「円筒ころ軸受+スラストニードル」の系の挙動
円筒ころ軸受とスラストニードル軸受(以下「スラストニードル」と略します)でラジアル荷重5000Nとアキシャル荷重100Nを支持している系(図1)を考えます。軸径はΦ60、円筒ころ軸受間のスパンは1000mmとし、スラストニードルのアキシャルスキマを変えて、系の応答を調査します。なお、円筒ころ軸受のラジアルスキマは0とします。
図1 円筒ころ軸受+スラストニードル軸受の系
<解析結果>
図2にスラストニードルの支持するアキシャル荷重について、アキシャルスキマをパラメーターとして掲載します。
図2 軸受の各列が支持するアキシャル荷重
アキシャルスキマが0のとき、外力のアキシャル荷重は100Nと小さいにもかかわらず、スラストニードル軸受には過大なアキシャル荷重が作用していることがわかります。これは、図3に示すように、軸のたわみによりスラストニードル軸受が傾斜して、軸より下の領域で転動体に負荷が加わるために発生するアキシャル荷重です。これを防止するためにアキシャルスキマを設けて、荷重を逃がしてやる必要があります。スラストニードルのアキシャルスキマを0.1mm設けることでかなり改善されますが、左側のスラストニードル軸受にまだ、少しアキシャル荷重が作用しており、さらにアキシャルスキマを(0.15mmにまで)大きくする必要があることがわかります。
図3 軸の変形モード
このときの軸受寿命を図4に示します。

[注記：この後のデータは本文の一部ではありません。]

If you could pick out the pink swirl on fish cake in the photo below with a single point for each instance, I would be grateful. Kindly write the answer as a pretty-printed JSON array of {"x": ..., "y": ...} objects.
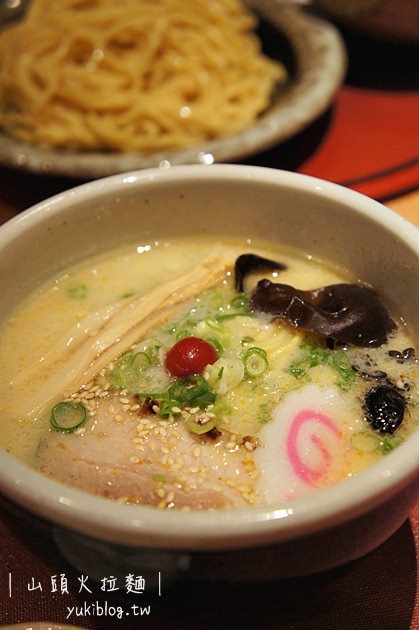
[{"x": 304, "y": 472}]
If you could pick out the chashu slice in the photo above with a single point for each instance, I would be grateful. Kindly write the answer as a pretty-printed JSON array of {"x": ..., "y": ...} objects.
[{"x": 102, "y": 336}]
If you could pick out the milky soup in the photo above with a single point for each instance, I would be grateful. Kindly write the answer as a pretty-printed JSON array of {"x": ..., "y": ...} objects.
[{"x": 198, "y": 375}]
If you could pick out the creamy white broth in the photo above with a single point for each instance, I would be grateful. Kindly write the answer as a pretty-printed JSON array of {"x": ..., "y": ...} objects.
[{"x": 254, "y": 416}]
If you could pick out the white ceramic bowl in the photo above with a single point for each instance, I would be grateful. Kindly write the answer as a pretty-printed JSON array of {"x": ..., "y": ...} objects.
[{"x": 311, "y": 533}]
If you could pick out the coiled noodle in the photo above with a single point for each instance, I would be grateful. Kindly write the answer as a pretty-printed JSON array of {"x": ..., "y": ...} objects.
[{"x": 132, "y": 75}]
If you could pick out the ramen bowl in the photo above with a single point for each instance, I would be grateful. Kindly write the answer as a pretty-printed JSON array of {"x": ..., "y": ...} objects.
[{"x": 301, "y": 536}]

アキシャルスキマが0.15mmのとき、全体の寿命は最大となることがわかります。(図示していませんが、アキシャルスキマ0.2mmと0.15mmは同じ寿命値が得られています)
図5軸受の各列が支持するモーメント
なお、軸のたわみを考慮しない場合の計算では、アキシャルスキマが0でも、左側のスラストニードルに荷重は発生しません(図6参照)。この理由は、右側のスラストニードルがアキシャル荷重によって弾性変形し、軸が右側へ移動することで、左側のスラストニードルにアキシャルスキマが生じ、かつラジアル荷重の対称性により、軸がほとんど傾斜しないため、左側のスラストニードルにはすきまがついたままになり、無負荷となるのです。